G3: Hair Color Transfer Metrics: In Table 2 left, we referenced HairFastGAN for single color transfer metrics testing, showing that our method performs comparably to GAN-based methods on the CelebA-HQ dataset, which predominantly features single-colored hair. However, the quality of the multi-colored hairstyles we crawled supports the fine-tuning of the CLIP model, but the majority do not reach the size of CelebA-HQ (1024x1024), and the data volume is insufficient for quantitative experiments. Thus, we only provide visual comparisons in the paper.
G4: Hair Reconstruction Metrics: In Table 2 right, we have referenced HairFastGAN to include more comprehensive metrics for Reconstruction quality, demonstrating the superiority of our method in overall image quality.
G5: Comparison to HairFastGAN: In Figure 2, our method outperforms HairFastGAN in both facial preservation and hair color transfer.
G6:Effectiveness of CLIP Fine-tuning: In Figure 5, We conducted a simple text-to-image alignment experiment. It demonstrates that our fine-tuned CLIP model performs better in hair color and multi-color structure compared to the original model. Some colors show overfitting, which we plan to address by balancing color proportions in the fine-tuning dataset in future work.
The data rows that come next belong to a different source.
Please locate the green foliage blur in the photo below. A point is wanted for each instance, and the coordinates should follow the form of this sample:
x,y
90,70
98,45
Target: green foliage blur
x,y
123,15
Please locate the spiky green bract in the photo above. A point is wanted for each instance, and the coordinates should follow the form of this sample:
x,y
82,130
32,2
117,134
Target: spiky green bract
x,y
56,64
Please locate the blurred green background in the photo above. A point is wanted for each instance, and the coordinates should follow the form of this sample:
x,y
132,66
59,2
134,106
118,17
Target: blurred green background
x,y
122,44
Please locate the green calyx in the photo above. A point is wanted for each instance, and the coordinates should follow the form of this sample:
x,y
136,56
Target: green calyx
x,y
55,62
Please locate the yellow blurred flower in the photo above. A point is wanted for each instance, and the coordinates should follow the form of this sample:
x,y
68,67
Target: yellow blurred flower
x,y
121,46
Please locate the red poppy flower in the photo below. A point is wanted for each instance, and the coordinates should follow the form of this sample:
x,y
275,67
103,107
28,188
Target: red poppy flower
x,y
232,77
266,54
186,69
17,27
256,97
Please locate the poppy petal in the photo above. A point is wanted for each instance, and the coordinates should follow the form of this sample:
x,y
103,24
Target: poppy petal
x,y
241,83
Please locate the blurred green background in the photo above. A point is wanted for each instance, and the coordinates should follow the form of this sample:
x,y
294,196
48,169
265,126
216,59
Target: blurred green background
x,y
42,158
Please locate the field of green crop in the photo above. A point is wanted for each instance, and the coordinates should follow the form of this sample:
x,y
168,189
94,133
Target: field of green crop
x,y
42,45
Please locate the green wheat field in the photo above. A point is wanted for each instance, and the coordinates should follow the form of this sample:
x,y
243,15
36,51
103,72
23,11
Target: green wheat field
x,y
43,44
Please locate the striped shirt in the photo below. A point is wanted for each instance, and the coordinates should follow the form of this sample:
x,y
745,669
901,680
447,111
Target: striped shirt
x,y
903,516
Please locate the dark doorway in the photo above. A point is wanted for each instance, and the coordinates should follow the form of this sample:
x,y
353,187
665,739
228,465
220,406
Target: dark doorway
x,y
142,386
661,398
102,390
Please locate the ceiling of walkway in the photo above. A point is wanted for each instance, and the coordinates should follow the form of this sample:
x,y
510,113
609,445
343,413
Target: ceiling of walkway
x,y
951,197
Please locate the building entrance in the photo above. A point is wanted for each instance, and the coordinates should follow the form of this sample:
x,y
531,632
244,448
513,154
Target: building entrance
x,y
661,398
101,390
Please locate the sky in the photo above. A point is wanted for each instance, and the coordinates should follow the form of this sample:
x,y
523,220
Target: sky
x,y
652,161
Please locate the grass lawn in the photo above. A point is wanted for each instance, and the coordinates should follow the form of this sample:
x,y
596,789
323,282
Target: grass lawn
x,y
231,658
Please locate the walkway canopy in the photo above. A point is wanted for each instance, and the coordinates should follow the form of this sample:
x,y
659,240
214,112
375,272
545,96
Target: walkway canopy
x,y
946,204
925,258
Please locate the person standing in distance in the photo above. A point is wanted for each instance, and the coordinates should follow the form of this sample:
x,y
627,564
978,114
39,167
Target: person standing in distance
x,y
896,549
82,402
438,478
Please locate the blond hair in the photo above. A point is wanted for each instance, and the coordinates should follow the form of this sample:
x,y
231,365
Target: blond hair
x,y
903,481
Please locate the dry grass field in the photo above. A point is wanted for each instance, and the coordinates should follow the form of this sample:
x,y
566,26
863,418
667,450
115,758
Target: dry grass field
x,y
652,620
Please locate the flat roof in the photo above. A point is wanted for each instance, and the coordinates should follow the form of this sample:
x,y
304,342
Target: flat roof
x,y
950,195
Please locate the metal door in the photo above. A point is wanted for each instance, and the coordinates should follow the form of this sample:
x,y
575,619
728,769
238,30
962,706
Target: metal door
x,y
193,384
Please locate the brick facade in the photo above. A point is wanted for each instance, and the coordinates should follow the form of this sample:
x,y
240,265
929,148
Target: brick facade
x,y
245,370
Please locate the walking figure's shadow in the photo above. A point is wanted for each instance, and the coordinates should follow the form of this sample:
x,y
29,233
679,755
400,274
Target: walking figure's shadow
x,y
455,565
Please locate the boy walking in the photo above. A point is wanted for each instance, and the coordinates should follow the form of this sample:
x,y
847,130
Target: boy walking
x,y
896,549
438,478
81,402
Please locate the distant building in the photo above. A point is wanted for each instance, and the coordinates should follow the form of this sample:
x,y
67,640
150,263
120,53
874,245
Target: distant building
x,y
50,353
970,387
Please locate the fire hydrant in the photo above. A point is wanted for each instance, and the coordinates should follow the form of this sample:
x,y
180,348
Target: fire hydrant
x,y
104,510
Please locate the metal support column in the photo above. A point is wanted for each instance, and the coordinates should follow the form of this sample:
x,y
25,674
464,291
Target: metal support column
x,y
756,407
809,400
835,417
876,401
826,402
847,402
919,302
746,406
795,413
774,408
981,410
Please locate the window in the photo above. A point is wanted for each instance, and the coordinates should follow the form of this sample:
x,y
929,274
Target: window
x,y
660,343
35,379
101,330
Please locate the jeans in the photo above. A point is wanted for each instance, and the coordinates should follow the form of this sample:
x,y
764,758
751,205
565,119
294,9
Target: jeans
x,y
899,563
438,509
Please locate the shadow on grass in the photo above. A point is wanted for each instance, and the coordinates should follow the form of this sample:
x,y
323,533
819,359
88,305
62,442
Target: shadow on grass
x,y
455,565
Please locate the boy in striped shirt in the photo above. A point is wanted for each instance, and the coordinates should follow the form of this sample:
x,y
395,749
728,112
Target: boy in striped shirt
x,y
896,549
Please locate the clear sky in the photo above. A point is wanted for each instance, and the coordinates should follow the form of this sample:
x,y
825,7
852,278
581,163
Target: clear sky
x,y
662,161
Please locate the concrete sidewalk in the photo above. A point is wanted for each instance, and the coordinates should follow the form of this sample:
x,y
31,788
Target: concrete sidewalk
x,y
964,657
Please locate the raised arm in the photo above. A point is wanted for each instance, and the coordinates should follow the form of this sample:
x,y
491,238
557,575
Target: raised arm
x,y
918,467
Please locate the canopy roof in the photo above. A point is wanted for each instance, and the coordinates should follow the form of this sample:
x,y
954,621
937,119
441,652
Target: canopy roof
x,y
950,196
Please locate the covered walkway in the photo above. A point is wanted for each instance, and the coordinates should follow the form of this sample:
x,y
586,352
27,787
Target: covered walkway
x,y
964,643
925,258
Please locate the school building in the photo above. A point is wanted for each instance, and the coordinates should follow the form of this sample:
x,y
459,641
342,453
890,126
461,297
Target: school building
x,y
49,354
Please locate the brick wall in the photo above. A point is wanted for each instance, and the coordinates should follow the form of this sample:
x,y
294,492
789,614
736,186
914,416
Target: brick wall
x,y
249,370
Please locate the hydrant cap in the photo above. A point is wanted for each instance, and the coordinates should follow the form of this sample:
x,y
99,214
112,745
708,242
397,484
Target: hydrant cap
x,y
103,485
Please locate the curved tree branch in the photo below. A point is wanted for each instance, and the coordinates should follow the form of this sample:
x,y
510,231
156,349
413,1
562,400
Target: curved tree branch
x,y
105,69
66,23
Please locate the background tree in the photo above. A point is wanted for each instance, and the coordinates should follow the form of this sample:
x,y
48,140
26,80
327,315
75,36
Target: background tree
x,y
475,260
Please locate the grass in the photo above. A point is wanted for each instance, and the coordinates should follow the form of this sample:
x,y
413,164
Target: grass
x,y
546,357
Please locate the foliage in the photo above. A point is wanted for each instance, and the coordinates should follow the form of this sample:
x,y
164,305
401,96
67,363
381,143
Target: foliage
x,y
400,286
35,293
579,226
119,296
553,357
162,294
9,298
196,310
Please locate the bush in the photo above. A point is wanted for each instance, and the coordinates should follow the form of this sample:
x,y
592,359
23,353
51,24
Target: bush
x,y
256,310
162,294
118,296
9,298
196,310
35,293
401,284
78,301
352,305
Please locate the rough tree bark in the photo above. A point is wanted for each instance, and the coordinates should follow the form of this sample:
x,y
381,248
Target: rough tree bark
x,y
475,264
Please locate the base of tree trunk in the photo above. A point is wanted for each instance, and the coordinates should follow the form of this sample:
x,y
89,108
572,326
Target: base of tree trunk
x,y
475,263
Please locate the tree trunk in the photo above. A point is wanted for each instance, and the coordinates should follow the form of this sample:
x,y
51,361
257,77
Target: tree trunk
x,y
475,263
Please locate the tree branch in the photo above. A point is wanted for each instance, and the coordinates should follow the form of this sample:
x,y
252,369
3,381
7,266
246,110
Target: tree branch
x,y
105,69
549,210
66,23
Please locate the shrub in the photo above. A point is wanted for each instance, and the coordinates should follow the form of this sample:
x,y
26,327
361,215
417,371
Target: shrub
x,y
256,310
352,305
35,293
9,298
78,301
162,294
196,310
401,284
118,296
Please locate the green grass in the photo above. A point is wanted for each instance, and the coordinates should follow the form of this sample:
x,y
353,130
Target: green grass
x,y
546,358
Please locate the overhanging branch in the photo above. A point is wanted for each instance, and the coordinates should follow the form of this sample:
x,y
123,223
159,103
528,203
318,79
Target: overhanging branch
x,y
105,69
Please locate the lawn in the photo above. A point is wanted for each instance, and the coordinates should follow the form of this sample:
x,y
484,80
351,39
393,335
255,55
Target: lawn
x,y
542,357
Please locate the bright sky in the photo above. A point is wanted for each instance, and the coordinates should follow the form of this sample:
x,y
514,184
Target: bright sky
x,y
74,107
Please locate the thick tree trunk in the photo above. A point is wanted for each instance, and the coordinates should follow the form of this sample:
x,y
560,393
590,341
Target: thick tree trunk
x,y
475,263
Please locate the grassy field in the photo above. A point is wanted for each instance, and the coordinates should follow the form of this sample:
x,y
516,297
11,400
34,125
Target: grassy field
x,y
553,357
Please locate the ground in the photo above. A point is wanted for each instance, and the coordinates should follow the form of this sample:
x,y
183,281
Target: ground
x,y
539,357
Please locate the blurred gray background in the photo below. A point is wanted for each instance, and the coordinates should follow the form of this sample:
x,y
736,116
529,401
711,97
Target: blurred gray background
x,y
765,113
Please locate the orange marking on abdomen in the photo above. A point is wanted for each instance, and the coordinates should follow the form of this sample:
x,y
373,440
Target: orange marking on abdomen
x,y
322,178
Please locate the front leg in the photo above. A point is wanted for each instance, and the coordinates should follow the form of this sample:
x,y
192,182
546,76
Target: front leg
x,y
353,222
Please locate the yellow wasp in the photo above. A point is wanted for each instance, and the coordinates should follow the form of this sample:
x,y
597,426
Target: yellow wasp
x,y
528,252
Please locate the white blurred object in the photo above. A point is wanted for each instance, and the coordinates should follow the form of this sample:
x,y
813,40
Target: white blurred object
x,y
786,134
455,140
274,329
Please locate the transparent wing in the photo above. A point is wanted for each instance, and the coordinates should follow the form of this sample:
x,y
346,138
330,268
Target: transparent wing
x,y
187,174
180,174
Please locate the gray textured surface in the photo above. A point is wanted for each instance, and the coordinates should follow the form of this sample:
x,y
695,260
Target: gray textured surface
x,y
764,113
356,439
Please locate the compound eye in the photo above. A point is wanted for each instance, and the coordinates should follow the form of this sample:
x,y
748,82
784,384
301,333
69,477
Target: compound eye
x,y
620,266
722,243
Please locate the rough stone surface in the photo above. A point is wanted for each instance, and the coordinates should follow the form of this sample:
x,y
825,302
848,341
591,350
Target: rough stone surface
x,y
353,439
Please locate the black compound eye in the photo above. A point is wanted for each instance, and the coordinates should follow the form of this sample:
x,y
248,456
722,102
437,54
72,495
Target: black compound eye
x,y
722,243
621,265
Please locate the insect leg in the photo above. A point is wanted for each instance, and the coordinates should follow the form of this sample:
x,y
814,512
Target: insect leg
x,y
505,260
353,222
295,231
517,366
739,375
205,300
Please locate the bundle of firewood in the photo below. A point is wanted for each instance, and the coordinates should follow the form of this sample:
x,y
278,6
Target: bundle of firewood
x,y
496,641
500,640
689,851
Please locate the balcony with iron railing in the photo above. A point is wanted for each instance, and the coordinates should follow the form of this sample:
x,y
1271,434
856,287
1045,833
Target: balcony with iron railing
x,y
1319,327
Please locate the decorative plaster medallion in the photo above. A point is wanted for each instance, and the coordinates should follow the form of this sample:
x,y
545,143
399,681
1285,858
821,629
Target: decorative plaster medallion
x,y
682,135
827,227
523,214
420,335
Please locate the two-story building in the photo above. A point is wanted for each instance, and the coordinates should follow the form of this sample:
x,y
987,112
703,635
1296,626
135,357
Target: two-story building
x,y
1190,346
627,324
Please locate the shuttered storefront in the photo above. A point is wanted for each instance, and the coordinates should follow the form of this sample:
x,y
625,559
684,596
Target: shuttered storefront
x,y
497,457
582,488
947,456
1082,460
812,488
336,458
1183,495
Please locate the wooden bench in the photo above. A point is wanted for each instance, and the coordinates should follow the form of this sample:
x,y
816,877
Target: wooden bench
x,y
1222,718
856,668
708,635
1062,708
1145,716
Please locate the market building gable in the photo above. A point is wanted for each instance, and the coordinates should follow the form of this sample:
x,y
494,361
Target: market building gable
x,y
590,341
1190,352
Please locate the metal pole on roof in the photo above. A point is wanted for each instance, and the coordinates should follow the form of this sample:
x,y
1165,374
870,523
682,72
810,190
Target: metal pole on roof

The submission received diverse scores, two positive and two negative. The authors provided detailed rebuttal and discussions with the reviewers. After carefully reading all comments, the AC found only one major concern is remaining: the lacking of novelty. After taking a look at the paper and the AC think the proposed method, though not that novel, is indeed a new thing and it really contributed new performance on hair editing. Given one negative reviewer did not give final responses on the authors' rebuttal and another negative reviewer said he will not argue for acceptance. The AC finally recommended an acceptance.